Both of these techniques will help him become better balanced. His neck won't look so weak, he'll develop muscle where right now it dips down like a ewe neck. Getting under himself and driving more will bulk up his hind quarters and gaskins and really play to the strength of that big butt. 
Overall he's a nice horse, getting some balance and working muscles on him and he'll look very different!


----------



## SilverMaple (Jun 24, 2017)

He's going to find it extremely difficult to NOT move heavy on the forehand with the way he's built -- high in the rear, shallow shoulder, heavy head and coarse, low-set neck. However, I'm seeing classic 'pain' stance, too. With his conformation, the first thing I would want to rule out is navicular -- tripping is often a symptom. Ensuring he's pain free will also help him move better. All the gymnastics in the world won't help if he's sore.


----------



## EternalDrift (Mar 26, 2019)

rambo99 said:


> Does he always stand with fronts out in front of him? He looks uncomfortable in his stance,could be why he's stumbling a lot. He's a bit butt high but not horrible neck is low set and short looking he's got a big clunky head. Really though his stance is a bit concerning.
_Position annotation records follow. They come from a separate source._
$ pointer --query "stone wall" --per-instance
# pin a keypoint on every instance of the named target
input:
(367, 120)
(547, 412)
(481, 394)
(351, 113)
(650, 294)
I made him stand like that to try and get him square? I can try and see if i can get him standing relaxed. He doesnt stand like this normally


----------



## EternalDrift (Mar 26, 2019)

SilverMaple said:


> He's going to find it extremely difficult to NOT move heavy on the forehand with the way he's built -- high in the rear, shallow shoulder, heavy head and coarse, low-set neck. However, I'm seeing classic 'pain' stance, too. With his conformation, the first thing I would want to rule out is navicular -- tripping is often a symptom. Ensuring he's pain free will also help him move better. All the gymnastics in the world won't help if he's sore.


What would I ask a vet to look into if its pain? Unsure if its pain as I made his stand like that for the photo? Will try to get a pic of him standing naturally.


----------



## loosie (Jun 19, 2008)

Yeah get him to stand naturally - as square as possible, but natural. And while yes, he looks a bit bum high, that first pic looks way different to the second in that regard - camera angle or such, making it look like his hind is more 'uphill'? He looks quite straight through his hind legs too, but until he's standing naturally, not sure how much 'conformational' it is. Best to stand him on hard, flat surface too for shots.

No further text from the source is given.